He knew Steve Augeri and Deen Castronovo were back in town for the week, would be over at Jon's later that day. He carefully ignored the fact that Journey would be rehearsing new material out back and he would have nothing to do with it. He didn't want it anymore, anyway.

Neal seemed restless, wandering around the lower part of the house. Bored, Steve went to lay down.

He drifted for awhile, peripherally aware of Neal moving around. He didn't let his mind settle on any one thing, just let pieces find each other behind his eyes.

The face of the kid he'd killed, and the memory of the waking nightmare he'd had about the distant Er Rai blended.

Steve snapped back to full alertness without opening his eyes, rolling up on one elbow, a gasp caught in his throat. He choked on it, his throat dry all the way down, feeling like something impossible to swallow had been jammed into his mouth. He knew nothing was there but tried to dislodge it anyway.

I would never. I would never!

No. Never was a long, long time, and given circumstances like that --

Hands shook him, and he opened his eyes on Neal's face.

Oh God, was I ever angry at him? Why? Why?

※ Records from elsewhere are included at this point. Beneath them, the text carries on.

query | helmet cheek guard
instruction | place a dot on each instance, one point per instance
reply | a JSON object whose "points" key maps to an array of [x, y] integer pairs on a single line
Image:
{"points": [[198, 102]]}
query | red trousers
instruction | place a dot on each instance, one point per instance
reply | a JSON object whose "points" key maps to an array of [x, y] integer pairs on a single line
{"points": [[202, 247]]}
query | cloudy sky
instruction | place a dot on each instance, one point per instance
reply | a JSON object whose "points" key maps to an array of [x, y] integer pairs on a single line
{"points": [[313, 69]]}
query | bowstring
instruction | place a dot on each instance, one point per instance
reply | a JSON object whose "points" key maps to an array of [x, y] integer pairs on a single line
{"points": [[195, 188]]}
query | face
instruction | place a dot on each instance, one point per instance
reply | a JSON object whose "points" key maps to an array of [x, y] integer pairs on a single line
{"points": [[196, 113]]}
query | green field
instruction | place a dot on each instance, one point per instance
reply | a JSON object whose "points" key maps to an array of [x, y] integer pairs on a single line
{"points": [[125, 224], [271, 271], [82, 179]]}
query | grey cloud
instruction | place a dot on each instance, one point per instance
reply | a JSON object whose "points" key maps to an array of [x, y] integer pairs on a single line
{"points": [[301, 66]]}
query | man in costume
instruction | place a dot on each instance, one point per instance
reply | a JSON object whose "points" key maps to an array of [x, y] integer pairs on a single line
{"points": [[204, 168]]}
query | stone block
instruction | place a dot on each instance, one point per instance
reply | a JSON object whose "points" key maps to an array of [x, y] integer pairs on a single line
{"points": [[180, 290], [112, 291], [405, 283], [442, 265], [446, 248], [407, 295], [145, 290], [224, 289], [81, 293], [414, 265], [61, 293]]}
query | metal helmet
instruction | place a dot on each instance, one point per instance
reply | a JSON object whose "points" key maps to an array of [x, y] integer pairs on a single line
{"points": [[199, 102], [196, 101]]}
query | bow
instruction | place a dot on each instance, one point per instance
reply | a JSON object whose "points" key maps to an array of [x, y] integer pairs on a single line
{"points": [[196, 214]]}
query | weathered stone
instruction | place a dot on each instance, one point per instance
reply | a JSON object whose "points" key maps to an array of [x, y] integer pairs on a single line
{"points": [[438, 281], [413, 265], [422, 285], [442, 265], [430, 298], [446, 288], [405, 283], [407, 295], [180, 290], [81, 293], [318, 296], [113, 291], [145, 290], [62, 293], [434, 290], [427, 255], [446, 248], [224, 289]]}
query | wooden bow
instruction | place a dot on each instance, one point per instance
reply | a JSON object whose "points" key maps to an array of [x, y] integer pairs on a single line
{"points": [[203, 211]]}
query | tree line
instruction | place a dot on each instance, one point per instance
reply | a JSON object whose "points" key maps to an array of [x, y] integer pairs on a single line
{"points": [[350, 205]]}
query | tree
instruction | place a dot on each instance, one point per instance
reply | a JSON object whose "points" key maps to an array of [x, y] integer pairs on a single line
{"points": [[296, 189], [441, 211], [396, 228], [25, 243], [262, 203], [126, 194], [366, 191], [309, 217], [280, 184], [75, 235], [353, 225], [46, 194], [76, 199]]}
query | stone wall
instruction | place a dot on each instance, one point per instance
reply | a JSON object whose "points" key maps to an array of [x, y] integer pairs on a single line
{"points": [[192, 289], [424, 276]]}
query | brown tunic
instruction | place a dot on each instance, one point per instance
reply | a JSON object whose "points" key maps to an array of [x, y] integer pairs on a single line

"I would never," Steve whispered, and he knew it was a lie. He had. He would. Time made the difference. Neal helped him sit up, and he bent over his own knees, trying to contain the very real physical pain that had come with knowledge of what he'd done, would do, would never.

"It was a daymare," Neal said, laying a hand on his back.

"No," Steve choked. "It's happening. All the time."

Neal patted him absently, trying to figure out how to ask what he'd seen.

"He was right," Steve said. "He was right, I didn't realize what I'd done."

"You're not makin' any sense," Neal said.

"I'm glad," Steve said.

Neal came right out and said it, finally. "What'd you see? What'd you remember?"

"I killed them all," Steve said woodenly. "I looked for another walker, another that could do what you could. I don't know what that means. But they wouldn't help me look for you. And they couldn't do what you could -- kill me so I'd stay dead. The wavelength altered a little, and a little more each time you went on."

Neal sat and listened, trying not to react.

"I picked 'em off," Steve said. "The namers came out to fuck with me, it got that bad, and I shredded a lot of them too."

"We've already changed things," Neal said. "None of it'll happen."

Steve shook his head, squeezing his eyes shut. He was holding his breath, and Neal waited through it, knowing Steve couldn't talk.

Finally, Steve said, "It's happening all the time."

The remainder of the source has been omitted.